In an alarming bit of synchronicity, or what some might call a lack of cultural imagination, two new series premiering on network television nearly within a month will revolve around serial killings, and serial killings by proxy: “Cult,” which begins Feb. 19 on the CW, and the similarly titled “The Following,” which premiered Monday on Fox.
BBC America’s period procedural “Ripper Street,” meanwhile, began its eight-episode run Saturday not with the Jack but a murderer — if such a comparative may be allowed — even more distasteful.
And NBC has “Hannibal,” concerning the early days of Thomas Harris’ cannibal killer, on its docket for a date to be announced.
This is nothing new. We are in Season 8 of CBS’s “Criminal Minds,” a weekly cavalcade of just such intricately devised horrors whose viewership has hovered pretty consistently between 12 million and 14 million, with its ranking improving as the overall size of the broadcast audience has shrunk; it is a palpable hit. And there is “Dexter,” on Showtime, whose protagonist serially murders serial murderers.
At the recent Television Critics Assn. press conclave in Pasadena, Calif., where TV violence was a hot subject in the wake of the Newtown, Conn., school shooting, CBS Entertainment President Nina Tassler and NBC Entertainment Chairman Bob Greenblatt — a Showtime executive when “Dexter” was born — were called on to defend their series.
Each stood behind the product. Greenblatt defended “Dexter” by saying it isn’t as violent as “Criminal Minds.” Tassler defended “Criminal Minds” as something meant for adults, and a show she likes.
Former star Mandy Patinkin, by contrast, told New York magazine awhile back that the series was “the biggest public mistake I ever made. … I never thought they were going to kill and rape all these women every night, every day, week after week, year after year.”

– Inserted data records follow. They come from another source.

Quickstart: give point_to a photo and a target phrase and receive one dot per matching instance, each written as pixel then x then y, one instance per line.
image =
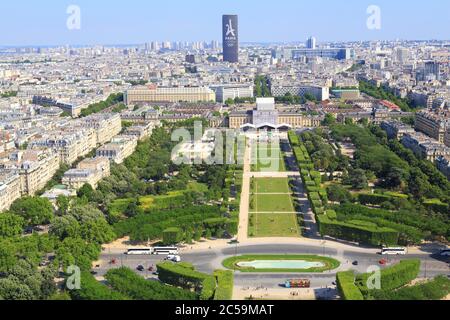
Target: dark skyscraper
pixel 230 38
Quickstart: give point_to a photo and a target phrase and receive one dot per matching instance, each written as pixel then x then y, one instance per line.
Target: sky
pixel 109 22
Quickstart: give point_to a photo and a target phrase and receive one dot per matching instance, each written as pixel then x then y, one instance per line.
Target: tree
pixel 172 236
pixel 34 210
pixel 133 209
pixel 394 178
pixel 329 120
pixel 229 102
pixel 11 288
pixel 85 191
pixel 11 225
pixel 63 204
pixel 97 231
pixel 8 257
pixel 358 179
pixel 66 226
pixel 338 193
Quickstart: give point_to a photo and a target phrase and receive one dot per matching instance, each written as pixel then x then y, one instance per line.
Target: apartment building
pixel 443 164
pixel 165 94
pixel 447 138
pixel 425 147
pixel 9 189
pixel 141 132
pixel 69 145
pixel 433 124
pixel 396 129
pixel 89 171
pixel 118 149
pixel 106 126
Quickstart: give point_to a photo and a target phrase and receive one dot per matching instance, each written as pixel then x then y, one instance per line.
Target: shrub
pixel 129 283
pixel 436 289
pixel 225 280
pixel 91 289
pixel 393 277
pixel 346 285
pixel 185 276
pixel 363 234
pixel 172 236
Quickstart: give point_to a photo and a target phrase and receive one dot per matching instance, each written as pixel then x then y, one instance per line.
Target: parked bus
pixel 165 251
pixel 297 283
pixel 140 252
pixel 394 251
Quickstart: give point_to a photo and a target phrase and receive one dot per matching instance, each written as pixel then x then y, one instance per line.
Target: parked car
pixel 140 268
pixel 173 258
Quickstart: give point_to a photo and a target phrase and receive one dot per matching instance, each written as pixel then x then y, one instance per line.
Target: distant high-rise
pixel 311 43
pixel 230 38
pixel 433 69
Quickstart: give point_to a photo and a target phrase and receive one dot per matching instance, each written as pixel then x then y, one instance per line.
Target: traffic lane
pixel 130 261
pixel 279 249
pixel 276 281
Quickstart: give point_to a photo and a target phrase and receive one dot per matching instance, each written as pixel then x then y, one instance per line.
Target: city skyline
pixel 46 24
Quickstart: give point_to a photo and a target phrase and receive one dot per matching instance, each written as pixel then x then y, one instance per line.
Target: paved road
pixel 209 260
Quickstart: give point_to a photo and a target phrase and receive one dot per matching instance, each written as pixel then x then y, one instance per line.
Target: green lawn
pixel 329 263
pixel 263 225
pixel 271 185
pixel 275 164
pixel 271 203
pixel 150 202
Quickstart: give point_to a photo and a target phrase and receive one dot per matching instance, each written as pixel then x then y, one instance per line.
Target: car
pixel 445 253
pixel 140 268
pixel 173 258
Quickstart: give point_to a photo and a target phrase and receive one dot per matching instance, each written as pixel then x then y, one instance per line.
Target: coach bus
pixel 140 251
pixel 394 251
pixel 165 251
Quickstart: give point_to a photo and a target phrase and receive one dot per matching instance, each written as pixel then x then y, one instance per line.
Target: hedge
pixel 185 276
pixel 225 282
pixel 373 199
pixel 346 285
pixel 314 196
pixel 127 282
pixel 331 214
pixel 172 236
pixel 374 236
pixel 393 277
pixel 91 289
pixel 208 288
pixel 436 205
pixel 436 289
pixel 293 139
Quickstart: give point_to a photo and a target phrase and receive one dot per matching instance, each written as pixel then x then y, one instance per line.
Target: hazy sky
pixel 43 22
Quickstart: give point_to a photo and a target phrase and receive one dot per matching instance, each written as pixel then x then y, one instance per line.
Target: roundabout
pixel 281 263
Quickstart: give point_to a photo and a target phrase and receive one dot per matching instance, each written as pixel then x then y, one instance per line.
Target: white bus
pixel 165 251
pixel 140 251
pixel 394 251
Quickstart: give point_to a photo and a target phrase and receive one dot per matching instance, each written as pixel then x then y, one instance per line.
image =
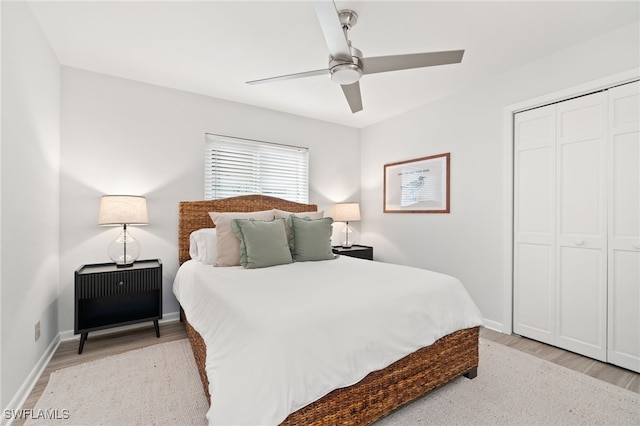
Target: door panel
pixel 534 223
pixel 581 239
pixel 624 227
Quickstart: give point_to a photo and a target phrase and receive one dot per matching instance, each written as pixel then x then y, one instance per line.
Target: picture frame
pixel 420 185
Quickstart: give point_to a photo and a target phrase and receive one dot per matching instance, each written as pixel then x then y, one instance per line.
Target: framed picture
pixel 417 186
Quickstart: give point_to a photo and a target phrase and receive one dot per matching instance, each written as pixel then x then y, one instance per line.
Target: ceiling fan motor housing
pixel 345 73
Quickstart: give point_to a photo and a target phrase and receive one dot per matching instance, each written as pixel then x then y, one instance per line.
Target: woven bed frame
pixel 381 391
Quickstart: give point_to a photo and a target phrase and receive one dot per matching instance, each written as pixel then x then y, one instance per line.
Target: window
pixel 234 166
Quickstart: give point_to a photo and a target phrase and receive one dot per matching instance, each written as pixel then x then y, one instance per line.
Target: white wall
pixel 122 136
pixel 467 243
pixel 30 195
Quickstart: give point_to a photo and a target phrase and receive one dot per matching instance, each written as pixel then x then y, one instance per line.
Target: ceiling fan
pixel 346 63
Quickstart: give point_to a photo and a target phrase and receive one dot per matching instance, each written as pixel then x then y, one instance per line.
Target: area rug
pixel 155 385
pixel 159 385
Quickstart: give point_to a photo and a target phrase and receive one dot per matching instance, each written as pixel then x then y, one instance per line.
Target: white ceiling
pixel 214 47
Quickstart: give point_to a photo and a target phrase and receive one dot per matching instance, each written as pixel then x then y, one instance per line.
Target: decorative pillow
pixel 262 244
pixel 227 244
pixel 311 239
pixel 282 214
pixel 202 245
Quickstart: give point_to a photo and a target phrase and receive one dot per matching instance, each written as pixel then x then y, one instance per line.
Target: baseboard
pixel 12 411
pixel 166 318
pixel 493 325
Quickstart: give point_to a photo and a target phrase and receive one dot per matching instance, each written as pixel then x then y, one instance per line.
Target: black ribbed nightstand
pixel 361 252
pixel 107 296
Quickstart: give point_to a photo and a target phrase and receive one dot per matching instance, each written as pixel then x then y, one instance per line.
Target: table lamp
pixel 346 212
pixel 123 210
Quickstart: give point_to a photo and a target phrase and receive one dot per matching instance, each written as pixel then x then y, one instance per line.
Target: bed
pixel 380 391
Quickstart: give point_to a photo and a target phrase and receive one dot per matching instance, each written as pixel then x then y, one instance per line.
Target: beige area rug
pixel 155 385
pixel 159 385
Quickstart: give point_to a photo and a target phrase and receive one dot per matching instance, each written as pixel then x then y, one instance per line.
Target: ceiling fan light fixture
pixel 345 74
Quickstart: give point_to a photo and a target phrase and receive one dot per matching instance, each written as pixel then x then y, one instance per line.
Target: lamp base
pixel 124 250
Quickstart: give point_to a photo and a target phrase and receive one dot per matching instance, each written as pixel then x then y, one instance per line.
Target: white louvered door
pixel 624 227
pixel 577 225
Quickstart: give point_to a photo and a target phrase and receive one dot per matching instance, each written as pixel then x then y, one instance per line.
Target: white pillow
pixel 227 243
pixel 202 245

What is it about these characters that bothers me so?
They are supposed to bother us, of course, on the way to providing some sort of entertainment. (Perhaps it’s the “entertainment” that’s my problem.) Partly, it’s that in spite of all the pathologies and florid particulars with which their creators dress them and the complicated manners of killing they devise for them, they are tediously alike.
Partly it is that, being deviant, they have nothing much to tell us about ourselves or the world, and partly it’s the way that they are glamorized.
I understand that terror has its uses and am not averse to a bit of frightful catharsis. Nor do I believe that, in a general way, violence in entertainment makes violent people.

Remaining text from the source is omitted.